Under the distribution formula, every Seminole family of four receives dividends of about $30,000 a month.
Cypress, a notorious big spender who built a massive Mediterranean-style mansion with his millions, was paid a salary of $500,000 on top of the monthly dividend. Like other Seminole council leaders, Cypress controlled a discretionary fund that he tapped to dole out money to family and other tribal members.
The IRS case against the Miccosukees in Miami-Dade, while similar to the Cypress prosecution, is a civil matter for now.
This summer, the agency escalated its investigation into the Miccosukees finances, demanding that the tribe hand over a mountain of internal records showing millions in allegedly unreported payments from its gambling profits to tribal members.
The IRS sweeping action, which the Miccosukees are trying to stop in Miami federal court, seeks internal documents of the 600-member tribes gaming distributions during 2006-2010 as well as its council meeting records on tax matters from as far back as 1985.
The agency is demanding a long list of documents from Miccosukee disbursement statements to check register reports, plus any tax advice from tribal lawyers and accountants.
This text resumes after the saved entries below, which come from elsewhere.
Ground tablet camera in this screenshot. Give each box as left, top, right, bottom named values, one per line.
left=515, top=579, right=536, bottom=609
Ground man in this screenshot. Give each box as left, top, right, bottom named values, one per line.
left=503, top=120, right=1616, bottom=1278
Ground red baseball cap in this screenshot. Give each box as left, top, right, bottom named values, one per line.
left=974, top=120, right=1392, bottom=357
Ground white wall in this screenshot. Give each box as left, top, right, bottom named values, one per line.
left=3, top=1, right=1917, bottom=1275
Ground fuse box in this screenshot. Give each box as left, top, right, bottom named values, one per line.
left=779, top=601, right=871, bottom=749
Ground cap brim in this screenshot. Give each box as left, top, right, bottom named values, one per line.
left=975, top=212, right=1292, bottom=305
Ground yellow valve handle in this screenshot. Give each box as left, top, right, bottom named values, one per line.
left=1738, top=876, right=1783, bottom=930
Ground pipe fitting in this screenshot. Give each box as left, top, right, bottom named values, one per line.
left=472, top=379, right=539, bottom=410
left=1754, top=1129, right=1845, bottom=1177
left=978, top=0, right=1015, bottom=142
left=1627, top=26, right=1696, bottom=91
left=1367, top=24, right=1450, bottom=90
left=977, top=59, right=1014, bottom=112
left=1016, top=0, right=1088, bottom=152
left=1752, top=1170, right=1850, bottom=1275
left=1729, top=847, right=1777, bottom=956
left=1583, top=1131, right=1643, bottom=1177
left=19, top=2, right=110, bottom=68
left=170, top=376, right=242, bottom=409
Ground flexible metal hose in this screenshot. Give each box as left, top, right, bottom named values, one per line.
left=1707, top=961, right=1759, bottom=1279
The demand is part of an aggressive push to recover potentially tens of millions of dollars in back income taxes from individual members.
At the same time, the Miccosukees have turned against their former chairman, Billy Cypress. In a lawsuit, the tribe has accused Cypress of stealing $26 million from the Miccosukees to spend on numerous gambling trips, shopping sprees, real-estate investments and luxury cars.
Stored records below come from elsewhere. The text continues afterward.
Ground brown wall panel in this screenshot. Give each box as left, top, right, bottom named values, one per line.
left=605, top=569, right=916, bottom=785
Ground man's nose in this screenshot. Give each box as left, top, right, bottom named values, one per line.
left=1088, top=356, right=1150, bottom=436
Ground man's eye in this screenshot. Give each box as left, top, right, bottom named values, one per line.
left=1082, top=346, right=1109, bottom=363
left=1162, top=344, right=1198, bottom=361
The suit details a total of $11.5 million in ATM withdrawals by Cypress at casinos in Las Vegas and elsewhere, along with an additional $4 million in American Express charges for jewelry, restaurants and other expenses, between 2006 and 2009. Cypress also acquired nearly a dozen properties and residences, from Miami-Dade to Panama City Beach, worth a total of $4 million.
The Miccosukees suit targeting him is the latest of his legal woes.
In 2010, the IRS claimed that Cypress personally owed the government almost $2.8 million in taxes and penalties on $6.65 million in unreported income during 2003-05.